Steven Pinker, no livro The Language Instinct (O Instinto da Linguagem, tradução brasileira de Cláudia Berliner, São Paulo, Ed. Martins Fontes, 2004) tece algumas considerações interessantes sobre esta questão, assinalando que «os desvios podem ser linguisticamente explicados, o que parece torná-los tão legítimos como as formas normalizadas». Porém, nesta espécie de "pescadinha-de-rabo-na-boca", regressamos aqui às reflexões de Luís Filipe Ramos: «Mas esse facto deve tornar-nos tolerantes ao ponto de admitir todos os desvios?»
João Andrade Peres e Telmo Móia, cautelosos, na introdução ao estudo Áreas Críticas da Língua Portuguesa, alertam: «Daqui não se infira, porém, que consideramos que não existe desvio ou erro linguístico, que as línguas são tão flexíveis, que tudo admitem nos diferentes planos em que se organizam» (Lisboa, Caminho, 1995).
Deste modo, para que possamos corporizar os tópicos elencados, atente-se nas seguintes frases exemplificativas:
1. «Amanhã, vou ao médico. Depois de ser consultada, venho trabalhar.»
2. «Haviam três cinemas na Avenida da Liberdade.»
3. «Tu viestes de casa?»
4. «Os que ele gosta mais são aqueles.»
5. «Está descansado, que a gente fazemos o que falta.»

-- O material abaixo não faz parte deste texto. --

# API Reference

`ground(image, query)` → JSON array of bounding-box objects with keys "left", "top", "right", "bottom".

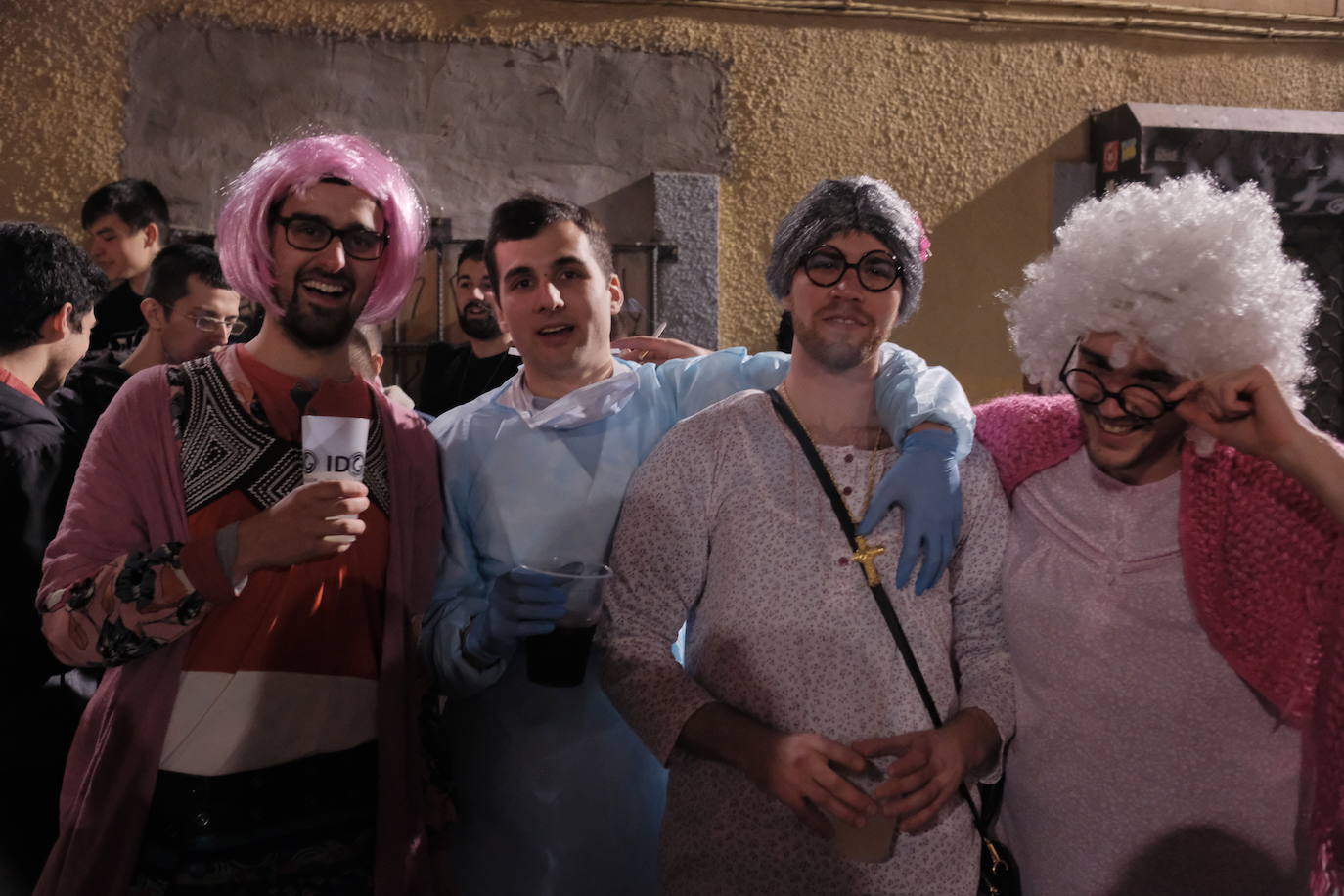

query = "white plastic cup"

[
  {"left": 302, "top": 414, "right": 368, "bottom": 544},
  {"left": 830, "top": 759, "right": 896, "bottom": 863}
]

Ora, olhando para estas cinco frases, reparamos que todas elas apresentam erros comuns, que resultam de tendências sentidas pelos falantes da língua portuguesa, que não impedem a compreensão da mensagem e que, portanto, poderão ser considerados desvios numa perspectiva, digamos, menos tradicional da análise linguística. Assim, em 1, surge uma confusão com o uso do verbo consultar, acabando por existir uma espécie de inversão da normalidade semântica, pois quem dá a consulta é, em princípio, o médico, e não o paciente; em 2, conjuga-se, de forma incorrecta, o verbo impessoal haver, que, no contexto em apreço, apenas na 3.ª pessoa do singular poderá ser conjugado; em 3, a 2.ª pessoa do singular confunde-se com a 2.ª do plural, numa formulação que começa a ser omnipresente no contexto da língua portuguesa; em 4, deparamo-nos com a transformação de um verbo que necessita de complemento preposicional num verbo transitivo; em 5, verificamos uma incompatibilidade entre o sujeito singular e uma forma verbal conjugada no plural.

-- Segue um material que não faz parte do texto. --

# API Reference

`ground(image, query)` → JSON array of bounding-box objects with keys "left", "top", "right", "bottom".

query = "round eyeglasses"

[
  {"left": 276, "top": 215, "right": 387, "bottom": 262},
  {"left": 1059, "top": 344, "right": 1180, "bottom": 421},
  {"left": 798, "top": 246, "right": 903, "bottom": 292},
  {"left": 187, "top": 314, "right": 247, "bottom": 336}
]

Como se pode constatar, e indo ao encontro da reflexão de Steven Pinker, todas estas irregularidades podem ser linguisticamente explicadas, podendo, por isso, ser consideradas desvios.

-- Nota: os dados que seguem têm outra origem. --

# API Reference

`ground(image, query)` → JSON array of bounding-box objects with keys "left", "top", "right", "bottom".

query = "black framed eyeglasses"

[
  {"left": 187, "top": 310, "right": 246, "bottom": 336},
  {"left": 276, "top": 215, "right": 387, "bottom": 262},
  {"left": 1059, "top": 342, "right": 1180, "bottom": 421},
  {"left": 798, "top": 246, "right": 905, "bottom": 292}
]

No fim, a questão acaba por ser: desvio ou erro? Na resposta a esta questão, por cautela, parece-me que será avisado ter em conta o sensato remate de José António Fernandes Camelo no artigo já aqui citado: «descrever e explicar desvios padronizados ou padronizáveis (tarefa da linguística enquanto reflexão sistemática sobre os processos da língua) não implica, automática e acriticamente, que a norma-padrão os aceite e os integre, exactamente porque ninguém pode prever como é que a comunidade no seu todo irá reagir a esta ou àquela inovação.»